O mais impressionante dançarino que vi foi um tal de João Neto, um ano e oito meses, o senso de ritmo desse pequeno era algo inacreditável, milagroso mesmo. A mãe, que dançava em frente a ele, não tinha a metade da verve bailarina do guri. Fotografei também, seus ingratos. Mas a foto do celular apareceu tremida porque o menino é elétrico.

Chegou a grande hora. Linda, em suas perfeitas imperfeições, a quadrilha dos alunos da APAE, mesclados com alguns professores e professoras. Como a noiva, baixinha e fofa, estava feliz ao lado do seu noivo de quase dois metros. Cada um do seu jeito, com seus problemas e soluções, todos dançavam com alegria. Foi bonito de assistir um pedacinho de mundo bom. Não é tão difícil assim.

Em seguida, as atrações eram Carlos Silva e depois Romerinho dos teclados. Ao microfone, o presidente agradece a todos e fala do caráter inclusivo da quadrilha.

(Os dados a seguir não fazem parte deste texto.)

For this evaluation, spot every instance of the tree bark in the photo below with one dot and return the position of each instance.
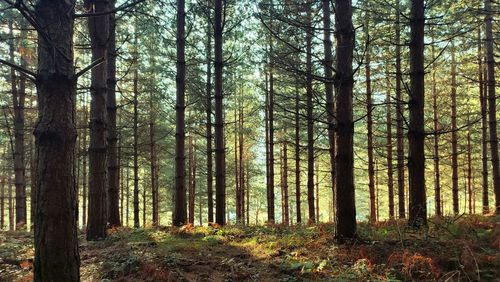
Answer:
(210, 177)
(18, 101)
(310, 117)
(390, 173)
(369, 122)
(492, 113)
(330, 102)
(220, 153)
(180, 134)
(454, 145)
(399, 119)
(484, 126)
(56, 240)
(346, 208)
(113, 165)
(437, 172)
(98, 178)
(416, 134)
(297, 155)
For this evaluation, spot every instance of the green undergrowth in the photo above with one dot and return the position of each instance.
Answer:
(449, 249)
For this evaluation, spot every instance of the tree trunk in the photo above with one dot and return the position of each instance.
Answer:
(18, 101)
(390, 173)
(297, 155)
(113, 165)
(369, 122)
(416, 134)
(310, 121)
(220, 153)
(56, 240)
(330, 102)
(399, 119)
(484, 126)
(98, 182)
(210, 178)
(191, 197)
(180, 135)
(285, 184)
(136, 140)
(346, 208)
(437, 173)
(454, 147)
(153, 162)
(492, 113)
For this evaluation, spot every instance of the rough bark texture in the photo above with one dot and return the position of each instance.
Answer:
(416, 134)
(390, 173)
(297, 155)
(220, 152)
(346, 209)
(113, 165)
(180, 213)
(369, 123)
(454, 145)
(56, 241)
(310, 121)
(210, 177)
(18, 101)
(98, 183)
(492, 113)
(399, 120)
(437, 172)
(484, 127)
(330, 102)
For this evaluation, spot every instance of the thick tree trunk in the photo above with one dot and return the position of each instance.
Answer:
(369, 123)
(11, 204)
(390, 173)
(416, 134)
(191, 195)
(98, 182)
(210, 177)
(330, 102)
(399, 119)
(297, 155)
(484, 126)
(310, 117)
(136, 141)
(437, 172)
(492, 113)
(113, 165)
(454, 145)
(346, 208)
(220, 153)
(153, 162)
(56, 240)
(180, 107)
(18, 101)
(270, 189)
(241, 141)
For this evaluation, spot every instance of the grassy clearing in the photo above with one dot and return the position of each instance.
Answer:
(463, 249)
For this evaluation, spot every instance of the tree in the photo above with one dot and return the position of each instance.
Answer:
(492, 112)
(113, 164)
(416, 134)
(180, 214)
(99, 34)
(344, 82)
(56, 241)
(220, 152)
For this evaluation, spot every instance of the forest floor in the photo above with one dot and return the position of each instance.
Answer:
(451, 249)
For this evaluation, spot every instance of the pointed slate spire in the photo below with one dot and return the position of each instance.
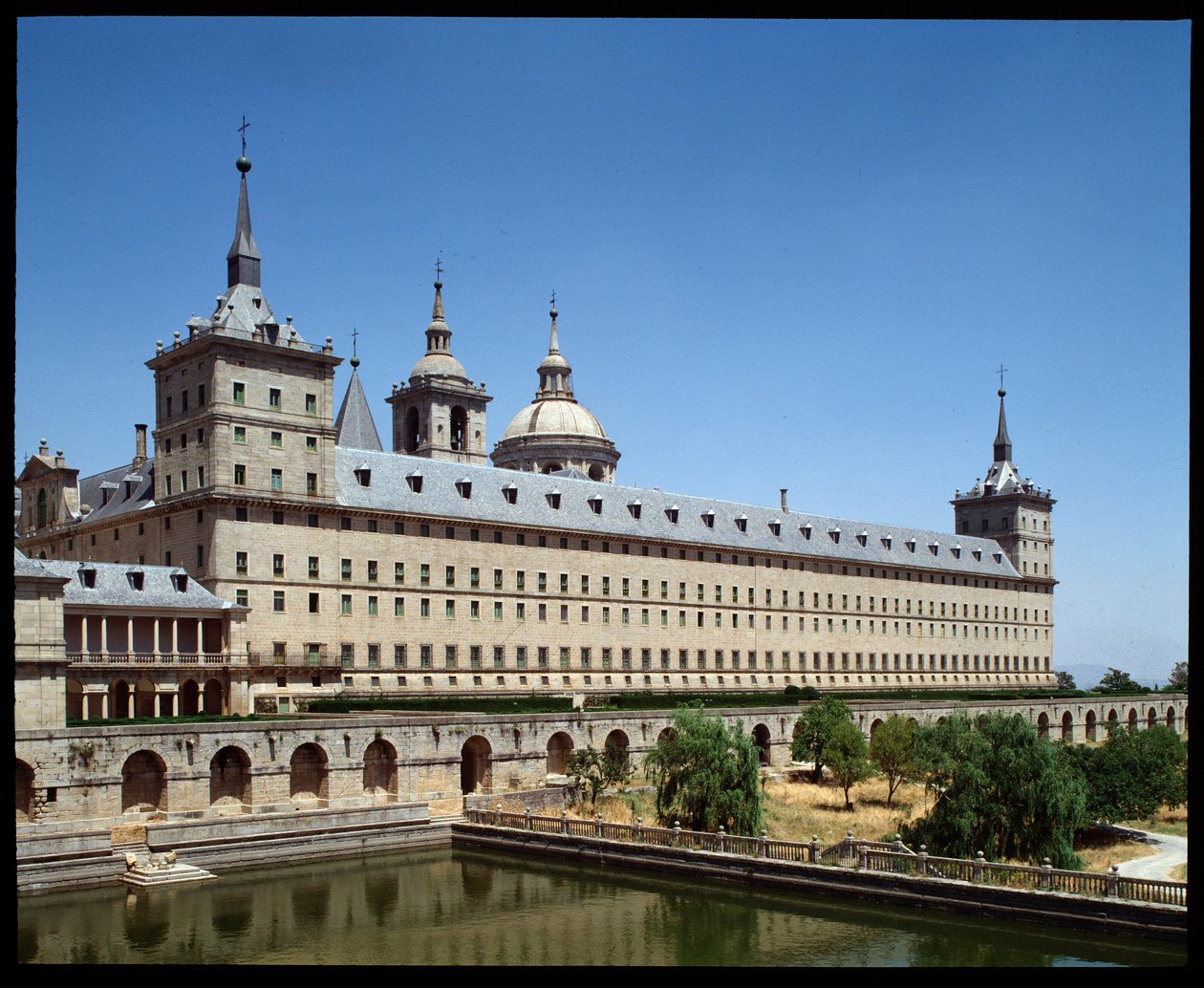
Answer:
(1001, 441)
(355, 426)
(242, 261)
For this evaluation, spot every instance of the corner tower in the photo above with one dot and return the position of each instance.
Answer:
(441, 413)
(1012, 510)
(555, 432)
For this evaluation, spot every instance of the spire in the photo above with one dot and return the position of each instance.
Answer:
(242, 261)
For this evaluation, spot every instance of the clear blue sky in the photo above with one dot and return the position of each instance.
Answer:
(786, 254)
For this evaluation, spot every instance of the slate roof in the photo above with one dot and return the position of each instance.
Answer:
(831, 538)
(355, 426)
(114, 586)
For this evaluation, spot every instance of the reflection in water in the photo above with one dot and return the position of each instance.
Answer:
(471, 908)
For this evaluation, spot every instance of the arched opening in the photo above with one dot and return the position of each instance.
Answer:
(24, 792)
(143, 698)
(411, 439)
(476, 765)
(380, 771)
(143, 784)
(213, 697)
(189, 698)
(763, 741)
(560, 747)
(459, 428)
(75, 699)
(309, 775)
(230, 782)
(119, 699)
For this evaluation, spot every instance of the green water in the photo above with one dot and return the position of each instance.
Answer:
(459, 906)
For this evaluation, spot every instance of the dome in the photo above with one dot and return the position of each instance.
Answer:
(554, 418)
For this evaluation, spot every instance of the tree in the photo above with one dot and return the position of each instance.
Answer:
(1134, 773)
(892, 752)
(1116, 681)
(705, 774)
(1000, 789)
(813, 729)
(848, 757)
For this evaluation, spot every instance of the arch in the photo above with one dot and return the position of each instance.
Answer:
(143, 698)
(411, 439)
(380, 771)
(189, 698)
(75, 699)
(24, 792)
(230, 780)
(763, 741)
(560, 747)
(459, 437)
(119, 699)
(309, 774)
(476, 765)
(213, 696)
(143, 784)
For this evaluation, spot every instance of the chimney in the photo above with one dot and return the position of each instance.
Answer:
(140, 446)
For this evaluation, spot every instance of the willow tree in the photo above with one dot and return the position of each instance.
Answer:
(707, 774)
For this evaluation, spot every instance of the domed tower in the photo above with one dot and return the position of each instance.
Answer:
(555, 432)
(441, 413)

Em seguida, anuncia:

— Com vocês, Carlos Silva… Carlos Silva, cadê você… Carlos Silva…

Sem saber o que fazer, olha para mim que estou ali perto e para ter algo o que falar, começa a agradecer a presença do Professor Marcos Alvito que veio do Rio de Janeiro dar um curso sobre Grande sertão: veredas. Eu apenas ponho a mão no peito e faço uma reverência. Mas depois, menino maroto que sou, sussurro para Luciana e Judson: — Não falei que ele ia me agradecer?

Na verdade, quem tem que agradecer sou eu, por mais um dia inesquecível em Urucuia.

Obrigado, Rosinha, obrigado, povo urucuiano!